Well, we're just a few days away from Christmas and there is certainly a bittersweetness about it right now. We're so thankful that Cliff is here for it, and yet at the same time, we know there is very little time left for our family after Christmas gets here. There have definitely been some emotional days the past week or so. I'm juggling Christmas shopping and deployment shopping - a very wierd combination - and we still have quite a bit left to do on the deployment side.
We are planning on visiting Zachary for just a couple of days after Christmas and so if you're wanting to say goodbye to Cliff, that would be a great time to do so. We've asked that people not visit us in January since there will be so much to do still and since we want that time together as a family.
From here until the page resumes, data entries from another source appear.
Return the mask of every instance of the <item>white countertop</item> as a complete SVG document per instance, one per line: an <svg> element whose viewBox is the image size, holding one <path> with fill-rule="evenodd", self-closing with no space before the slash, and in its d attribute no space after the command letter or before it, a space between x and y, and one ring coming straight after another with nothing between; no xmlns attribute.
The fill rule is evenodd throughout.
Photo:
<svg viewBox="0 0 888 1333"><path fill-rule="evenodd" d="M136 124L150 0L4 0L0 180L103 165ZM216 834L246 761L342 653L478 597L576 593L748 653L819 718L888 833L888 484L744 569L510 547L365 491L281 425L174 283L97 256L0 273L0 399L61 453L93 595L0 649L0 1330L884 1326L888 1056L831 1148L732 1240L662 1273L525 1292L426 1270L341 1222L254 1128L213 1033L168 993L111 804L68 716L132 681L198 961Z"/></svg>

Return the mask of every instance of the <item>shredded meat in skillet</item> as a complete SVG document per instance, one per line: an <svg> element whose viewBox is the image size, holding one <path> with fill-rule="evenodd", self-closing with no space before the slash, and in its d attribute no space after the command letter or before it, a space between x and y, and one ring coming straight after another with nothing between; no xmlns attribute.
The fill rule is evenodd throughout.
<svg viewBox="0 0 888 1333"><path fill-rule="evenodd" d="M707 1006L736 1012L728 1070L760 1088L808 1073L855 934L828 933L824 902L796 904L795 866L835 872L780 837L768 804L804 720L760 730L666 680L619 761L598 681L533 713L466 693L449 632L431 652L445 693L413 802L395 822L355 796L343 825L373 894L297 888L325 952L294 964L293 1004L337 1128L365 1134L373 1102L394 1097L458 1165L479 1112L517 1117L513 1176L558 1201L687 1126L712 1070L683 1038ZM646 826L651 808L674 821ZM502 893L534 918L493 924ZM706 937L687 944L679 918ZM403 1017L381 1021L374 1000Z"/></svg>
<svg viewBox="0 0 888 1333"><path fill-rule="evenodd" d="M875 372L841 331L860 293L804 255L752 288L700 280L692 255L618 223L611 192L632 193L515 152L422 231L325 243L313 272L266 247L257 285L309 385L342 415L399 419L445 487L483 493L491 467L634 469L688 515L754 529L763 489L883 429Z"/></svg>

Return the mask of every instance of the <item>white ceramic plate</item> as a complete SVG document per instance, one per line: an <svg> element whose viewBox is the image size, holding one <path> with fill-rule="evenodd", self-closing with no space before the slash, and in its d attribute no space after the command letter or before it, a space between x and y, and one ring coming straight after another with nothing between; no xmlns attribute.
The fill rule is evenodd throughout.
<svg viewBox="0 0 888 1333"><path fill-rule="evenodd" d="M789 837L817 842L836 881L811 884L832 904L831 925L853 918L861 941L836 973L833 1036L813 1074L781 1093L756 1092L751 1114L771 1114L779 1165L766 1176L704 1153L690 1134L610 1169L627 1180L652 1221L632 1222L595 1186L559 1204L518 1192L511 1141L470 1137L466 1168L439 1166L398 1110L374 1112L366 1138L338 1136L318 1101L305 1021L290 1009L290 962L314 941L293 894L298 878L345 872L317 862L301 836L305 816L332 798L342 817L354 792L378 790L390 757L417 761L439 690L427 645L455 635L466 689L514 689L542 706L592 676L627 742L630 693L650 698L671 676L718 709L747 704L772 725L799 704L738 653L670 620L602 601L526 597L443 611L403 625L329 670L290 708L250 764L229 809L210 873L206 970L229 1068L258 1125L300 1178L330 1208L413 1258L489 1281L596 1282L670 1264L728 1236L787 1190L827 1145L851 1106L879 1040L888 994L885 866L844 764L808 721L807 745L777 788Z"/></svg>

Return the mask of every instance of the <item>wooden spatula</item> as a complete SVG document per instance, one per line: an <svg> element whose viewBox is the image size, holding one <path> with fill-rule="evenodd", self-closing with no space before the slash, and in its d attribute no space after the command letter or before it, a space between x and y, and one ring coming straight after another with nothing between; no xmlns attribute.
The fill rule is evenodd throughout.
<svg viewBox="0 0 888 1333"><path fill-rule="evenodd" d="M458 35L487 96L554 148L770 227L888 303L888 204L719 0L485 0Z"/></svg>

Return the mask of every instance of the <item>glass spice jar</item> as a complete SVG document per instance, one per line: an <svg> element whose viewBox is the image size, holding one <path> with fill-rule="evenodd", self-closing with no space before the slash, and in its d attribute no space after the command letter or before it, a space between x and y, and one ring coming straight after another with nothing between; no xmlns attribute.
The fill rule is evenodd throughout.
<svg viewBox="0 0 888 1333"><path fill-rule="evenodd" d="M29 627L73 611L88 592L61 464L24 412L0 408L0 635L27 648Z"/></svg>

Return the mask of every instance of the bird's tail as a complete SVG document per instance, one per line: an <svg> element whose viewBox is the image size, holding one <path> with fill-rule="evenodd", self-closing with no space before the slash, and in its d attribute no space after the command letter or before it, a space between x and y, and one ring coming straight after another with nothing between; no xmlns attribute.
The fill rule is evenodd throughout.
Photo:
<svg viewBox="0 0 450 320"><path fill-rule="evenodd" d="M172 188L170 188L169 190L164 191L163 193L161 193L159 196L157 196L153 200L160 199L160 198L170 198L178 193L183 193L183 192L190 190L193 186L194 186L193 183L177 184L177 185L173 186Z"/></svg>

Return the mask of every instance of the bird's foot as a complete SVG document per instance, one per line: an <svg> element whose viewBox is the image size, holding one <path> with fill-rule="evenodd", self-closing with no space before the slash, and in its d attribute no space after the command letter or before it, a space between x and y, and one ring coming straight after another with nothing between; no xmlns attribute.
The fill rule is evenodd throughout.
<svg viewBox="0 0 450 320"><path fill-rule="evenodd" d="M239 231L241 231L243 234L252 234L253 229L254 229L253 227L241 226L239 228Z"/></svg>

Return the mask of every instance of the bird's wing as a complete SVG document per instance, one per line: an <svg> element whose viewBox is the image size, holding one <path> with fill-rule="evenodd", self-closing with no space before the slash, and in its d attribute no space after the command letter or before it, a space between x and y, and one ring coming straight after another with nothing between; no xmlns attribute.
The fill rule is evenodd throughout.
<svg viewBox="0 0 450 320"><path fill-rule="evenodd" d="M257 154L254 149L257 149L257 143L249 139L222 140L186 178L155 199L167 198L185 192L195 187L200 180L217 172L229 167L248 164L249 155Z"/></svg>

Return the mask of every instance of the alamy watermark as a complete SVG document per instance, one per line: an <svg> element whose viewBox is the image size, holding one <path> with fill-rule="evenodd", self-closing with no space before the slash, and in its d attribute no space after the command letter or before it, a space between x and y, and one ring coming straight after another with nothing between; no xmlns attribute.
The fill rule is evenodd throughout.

The only exception is Cliff's parents, who will definitely be supplying some needed emotional support and help too with getting things ready.We're still trying to get things fixed around the house - the guy who was supposed to help with the laundry room and painting the bonus room got sick last week and is supposed to come finish everything tomorrow. Our garage desperately needs cleaning out but I'm not sure if we'll get to it. I spent much of today wrapping Christmas presents so tomorrow I will probably turn my attention to the deployment lists, right before my sister Karen comes in and we start doing Christmas stuff with her and my mom.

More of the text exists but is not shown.